Saturday, August 3, 2019

Nick Carraway - Biased Narrator of F. Scott Fitzgerald’s The Great Gatsby :: Great Gatsby Essays

Nick Carraway - Biased Narrator of The Great Gatsby The Great Gatsby, a novel written by F. Scott Fitzgerald. It is a novel that tells the story of different peoples lives and how they are intertwined with each other. The story is told from the viewpoint of the character Nick Carraway. It is through his eyes and ears that the reader forms their opinions of the other characters. In the novel the characters trust Nick and confide in him quite a bit. He thinks of himself as an open minded non-judgemental, non-partial person. I think that it is almost impossible to live your life and not judge others and also not be partial and judge different individuals with different standards. Nick wants the readers to believe that the way he was raised gives him the right to pass judgement on a immoral world. He says, that as a consequence of the way he was raised he is "inclined to reserve all judgements" about other people (page 5). His saying this makes it seem like we can trust him to give a fair unbiased account of the story that he is telling, but we later learn that he does not reserve all judgements.

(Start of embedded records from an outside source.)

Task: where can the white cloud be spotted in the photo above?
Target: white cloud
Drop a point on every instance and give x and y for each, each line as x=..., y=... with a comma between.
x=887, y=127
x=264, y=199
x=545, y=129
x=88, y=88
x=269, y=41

Nick further makes us feel that he is a non-partisan narrator by the way he tells of his past. We come to see that Nick is very partial in his way of telling the story. This is shown when he admits early in the story that he does not judge Gatsby because Gatsby had a "extraordinary gift for hope, a romanric readiness". This made Nick more loyal to Gatsby than other characters in the book. Nick overlooks the wrongness of Gatsby's bootlegging, his known associations with speakeasies, and with the character Meyer Wolfsheim, a man rumored to have fixed the World Series in 1919. Yet he is disapproving of Jordan Baker for cheating ina golf game. He also says that he is prepared to forgive this sort of behavior in a woman, "It made no difference to me. Dishonesty in a woman is a thing you cannot blame too deeply, I was causualy sorry, and then I forgot" it seems like he can't accept her for being "incurably dishonest" and then he says that his one "cardinal virtue" is that he is "one of the few honest people" he has ever known.